4. The final layer is that of the Pilgrim, on her way to Santiago.
It’s in the way the beauty of the cathedrals feed my soul, or lighting a votive candle lifts my spirit , or just sitting quietly listening to a priest singing opens my heart.
Undoubtedly the most memorable moment of my time in Paris, was when I got my first official stamp in my Pilgrim’s Passport at Notre-Dame Cathedral yesterday.
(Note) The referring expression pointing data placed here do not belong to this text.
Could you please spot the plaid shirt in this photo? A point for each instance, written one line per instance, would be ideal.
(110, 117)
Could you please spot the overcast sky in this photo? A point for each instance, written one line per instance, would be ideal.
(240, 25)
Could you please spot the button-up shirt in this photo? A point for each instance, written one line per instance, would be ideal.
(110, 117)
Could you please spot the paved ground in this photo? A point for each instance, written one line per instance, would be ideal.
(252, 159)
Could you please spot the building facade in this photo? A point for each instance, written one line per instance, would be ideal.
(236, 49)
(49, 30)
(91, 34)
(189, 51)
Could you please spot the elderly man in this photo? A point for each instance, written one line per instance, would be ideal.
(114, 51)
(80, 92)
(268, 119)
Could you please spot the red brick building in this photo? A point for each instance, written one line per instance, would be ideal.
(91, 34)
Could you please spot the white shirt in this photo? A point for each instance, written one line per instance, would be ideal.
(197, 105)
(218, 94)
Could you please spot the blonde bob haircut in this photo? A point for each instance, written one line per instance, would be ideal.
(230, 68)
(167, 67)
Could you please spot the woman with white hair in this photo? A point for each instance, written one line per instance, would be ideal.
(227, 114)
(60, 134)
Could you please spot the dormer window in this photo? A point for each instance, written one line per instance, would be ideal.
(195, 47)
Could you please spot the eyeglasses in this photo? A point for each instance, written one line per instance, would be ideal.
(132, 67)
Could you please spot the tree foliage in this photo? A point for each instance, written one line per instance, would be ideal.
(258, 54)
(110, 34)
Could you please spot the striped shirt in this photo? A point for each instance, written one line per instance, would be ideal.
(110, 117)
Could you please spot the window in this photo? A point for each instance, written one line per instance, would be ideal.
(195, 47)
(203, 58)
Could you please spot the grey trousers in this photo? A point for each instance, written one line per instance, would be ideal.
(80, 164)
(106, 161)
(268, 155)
And of course I immediately burst into tears.
Another big moment was when I “stumbled” on the memorial square for all Pilgrims on the Way of St James on my way home yesterday

I asked a French woman named Audrey, sitting on a nearby park bench, to translate it for me. She asked if I was a Believer, and I said “not really”, but explained how this, to me, was a signpost on the road to Santiago de Compostela.
I made my usual flippant comment about doing my midlife crisis properly, and just as I turned around to leave she asked, since I’m having my mid-life crisis, what advice I would give to my younger self.
It caught me off guard, as I didn’t have a prepared answer or flippant response in my arsenal
“I would spend less time on my career”, I said, “and not worry about all the things that doesn’t matter. Be kinder to people”
This morning I thought “…and also remember to be kinder to yourself”
This fourth layer is a very real layer in which I am redefining my spirituality, and my relationship to myself, and God.
I started this post wondering about the best way to document my journey.
I still do, but somehow it doesn’t matter as much anymore. I just think maybe I shouldn’t even worry about classifying it as a travelogue.
What I have uncovered is that I’m merely walking all the paths referenced in the name of my blog, at once.
There’s a path clenched up in a fist, driven and and almost violent in its disregard for what is needed to nurture and nourish myself.
There’s a deeply creative self, masked behind projections and performance expectations and the need to produce a result.
There’s a mirrored path, which has shown me my own sorrow.
And there is the promise of an open and sacred heart, on a path that I cannot even begin to understand yet .

Indeed.
My journey has begun.

“Our journey as human beings is not about following a pre-ordained path, but about creating that path. Life rarely makes any more sense when things are done ‘in order’. Life makes sense when we are centered in our hearts and we let go of resisting how our unique journey needs to unfold in its own beautifully unruly way.”